Standard & Poor’s Ratings Services announced that it has lowered its counterparty credit rating on Marsh & McLennan Cos. (MMC) to ‘A+’ from ‘AA-‘ and removed it from CreditWatch. The outlook is stable.
S&P also said that it has “assigned its ‘A+’ senior unsecured debt rating to MMC’s proposed issue of $800 million (with the possibility of modest upsizing) senior debentures of 10-year fixed and three-year floating-rate securities, which will be drawn down from the company’s existing shelf registration statement. MMC intends to use the net proceeds from this offering to finance the $1.95 billion cash acquisition of Kroll Inc.”
MMC announced in May that it would acquire Kroll, a global risk consulting company providing professional service expertise in security services, bankruptcy, turnaround and business recovery, forensic accounting, litigation support, crises management, and background screening (See IJ Website May 18).
S&P noted that these business lines generated $485 million in revenue in 2003. “The successful integration of Kroll’s operations would enhance MMC’s competitive position,” commented S&P credit analyst Steven Ader. “However, the downgrade reflects the adverse impact of funding the transaction with debt, the continued uncertainty of various regulatory issues on MMC’s operating subsidiaries, and the risks of integrating an organization that has significantly grown through recent acquisitions.”

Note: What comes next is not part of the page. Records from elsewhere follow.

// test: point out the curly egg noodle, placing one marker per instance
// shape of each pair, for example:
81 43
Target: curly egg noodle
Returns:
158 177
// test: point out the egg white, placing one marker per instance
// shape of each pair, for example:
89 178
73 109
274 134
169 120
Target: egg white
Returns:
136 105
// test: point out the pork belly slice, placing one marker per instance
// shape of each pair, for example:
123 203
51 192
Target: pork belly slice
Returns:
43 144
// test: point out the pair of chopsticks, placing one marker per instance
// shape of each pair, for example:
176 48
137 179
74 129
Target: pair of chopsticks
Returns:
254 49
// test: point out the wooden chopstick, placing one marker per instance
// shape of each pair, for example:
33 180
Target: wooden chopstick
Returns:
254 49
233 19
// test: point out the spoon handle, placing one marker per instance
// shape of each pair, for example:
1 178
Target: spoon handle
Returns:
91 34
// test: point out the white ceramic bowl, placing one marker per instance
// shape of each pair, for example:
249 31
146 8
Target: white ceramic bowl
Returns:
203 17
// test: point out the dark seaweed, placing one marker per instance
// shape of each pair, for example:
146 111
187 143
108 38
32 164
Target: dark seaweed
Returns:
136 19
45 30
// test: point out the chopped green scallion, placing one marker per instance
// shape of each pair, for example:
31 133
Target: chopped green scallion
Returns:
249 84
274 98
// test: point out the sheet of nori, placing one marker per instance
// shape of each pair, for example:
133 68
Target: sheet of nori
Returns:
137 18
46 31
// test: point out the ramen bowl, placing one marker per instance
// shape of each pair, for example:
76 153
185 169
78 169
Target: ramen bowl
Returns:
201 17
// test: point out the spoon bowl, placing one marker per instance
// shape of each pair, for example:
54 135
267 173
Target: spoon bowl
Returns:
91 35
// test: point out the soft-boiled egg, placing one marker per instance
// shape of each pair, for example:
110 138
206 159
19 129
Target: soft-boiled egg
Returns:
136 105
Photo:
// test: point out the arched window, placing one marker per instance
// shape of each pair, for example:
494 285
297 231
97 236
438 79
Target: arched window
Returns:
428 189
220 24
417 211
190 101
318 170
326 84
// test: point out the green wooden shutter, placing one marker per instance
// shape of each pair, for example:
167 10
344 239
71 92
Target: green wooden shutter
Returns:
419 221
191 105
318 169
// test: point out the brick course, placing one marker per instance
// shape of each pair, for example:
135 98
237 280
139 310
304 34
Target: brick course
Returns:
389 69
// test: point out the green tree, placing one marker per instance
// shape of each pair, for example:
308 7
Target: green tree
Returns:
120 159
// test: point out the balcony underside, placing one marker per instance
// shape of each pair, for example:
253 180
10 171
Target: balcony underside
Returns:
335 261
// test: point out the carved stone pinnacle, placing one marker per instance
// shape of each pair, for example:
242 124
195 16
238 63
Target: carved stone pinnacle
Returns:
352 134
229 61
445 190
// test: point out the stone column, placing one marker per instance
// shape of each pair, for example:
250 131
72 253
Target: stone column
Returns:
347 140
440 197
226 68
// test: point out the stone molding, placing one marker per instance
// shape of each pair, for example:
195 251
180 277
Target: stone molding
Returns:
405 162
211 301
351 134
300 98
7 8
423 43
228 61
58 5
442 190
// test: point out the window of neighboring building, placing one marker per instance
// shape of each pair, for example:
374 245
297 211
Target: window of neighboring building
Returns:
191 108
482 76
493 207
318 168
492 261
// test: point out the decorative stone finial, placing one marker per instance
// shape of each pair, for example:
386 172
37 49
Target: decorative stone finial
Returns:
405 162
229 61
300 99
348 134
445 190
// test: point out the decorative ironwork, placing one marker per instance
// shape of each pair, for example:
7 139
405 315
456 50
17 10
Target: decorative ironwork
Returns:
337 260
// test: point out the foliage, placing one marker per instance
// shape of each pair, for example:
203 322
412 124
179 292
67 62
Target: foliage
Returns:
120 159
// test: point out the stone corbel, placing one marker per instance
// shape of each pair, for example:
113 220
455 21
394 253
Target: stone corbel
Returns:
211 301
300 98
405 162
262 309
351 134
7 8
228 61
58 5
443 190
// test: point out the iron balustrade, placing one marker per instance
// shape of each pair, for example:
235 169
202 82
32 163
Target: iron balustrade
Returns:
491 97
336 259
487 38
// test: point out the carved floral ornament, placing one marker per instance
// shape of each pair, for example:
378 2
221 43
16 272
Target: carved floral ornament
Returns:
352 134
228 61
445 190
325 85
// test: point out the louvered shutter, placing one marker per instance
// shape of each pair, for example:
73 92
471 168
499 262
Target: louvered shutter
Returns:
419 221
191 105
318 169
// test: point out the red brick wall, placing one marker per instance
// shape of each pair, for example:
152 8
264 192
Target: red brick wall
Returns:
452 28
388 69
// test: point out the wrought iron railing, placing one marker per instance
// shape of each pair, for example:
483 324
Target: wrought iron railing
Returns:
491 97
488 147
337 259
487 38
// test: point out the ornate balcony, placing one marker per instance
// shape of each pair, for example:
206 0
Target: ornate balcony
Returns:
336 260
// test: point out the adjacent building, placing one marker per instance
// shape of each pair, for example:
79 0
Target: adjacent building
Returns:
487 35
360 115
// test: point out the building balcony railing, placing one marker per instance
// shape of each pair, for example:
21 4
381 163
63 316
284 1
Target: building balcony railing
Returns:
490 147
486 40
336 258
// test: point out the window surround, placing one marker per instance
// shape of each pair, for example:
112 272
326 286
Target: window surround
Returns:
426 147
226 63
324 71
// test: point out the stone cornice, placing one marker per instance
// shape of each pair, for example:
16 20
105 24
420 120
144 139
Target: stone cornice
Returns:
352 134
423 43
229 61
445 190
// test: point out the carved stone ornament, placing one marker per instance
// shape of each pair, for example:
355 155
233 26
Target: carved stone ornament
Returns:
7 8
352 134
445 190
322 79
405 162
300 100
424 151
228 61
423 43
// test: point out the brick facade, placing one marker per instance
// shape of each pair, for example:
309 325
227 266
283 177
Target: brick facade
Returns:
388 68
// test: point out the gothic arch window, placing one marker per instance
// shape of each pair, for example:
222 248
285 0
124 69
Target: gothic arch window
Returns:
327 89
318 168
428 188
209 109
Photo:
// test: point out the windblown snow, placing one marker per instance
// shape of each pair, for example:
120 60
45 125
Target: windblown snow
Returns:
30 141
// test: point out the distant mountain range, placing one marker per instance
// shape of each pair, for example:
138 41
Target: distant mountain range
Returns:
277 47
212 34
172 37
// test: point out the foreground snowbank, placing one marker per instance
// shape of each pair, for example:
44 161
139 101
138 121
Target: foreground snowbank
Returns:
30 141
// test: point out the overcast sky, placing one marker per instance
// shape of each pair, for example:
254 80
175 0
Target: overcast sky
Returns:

S&P’s bulletin noted that “the ratings on MMC are supported by the extremely strong earnings and cash flow generation from its diverse and well-positioned subsidiaries led by Marsh Inc., the world’s leading broker. Partially offsetting these positive factors are the company’s somewhat aggressive financial leverage, as demonstrated by total obligations (adjusted for the net present value of noncancelable operating leases) to total capitalization of 51 percent as of year-end 2003.”
The rating agency said it “expects that total obligations (adjusted for the net present value of noncancelable operating lease payments) to total capitalization (including the net present value of noncancelable operating lease payments) and adjusted fixed-charge coverage, incorporating 10 percent imputed interest from noncancelable operating leases, will return to pre-transaction levels by year-end 2005.”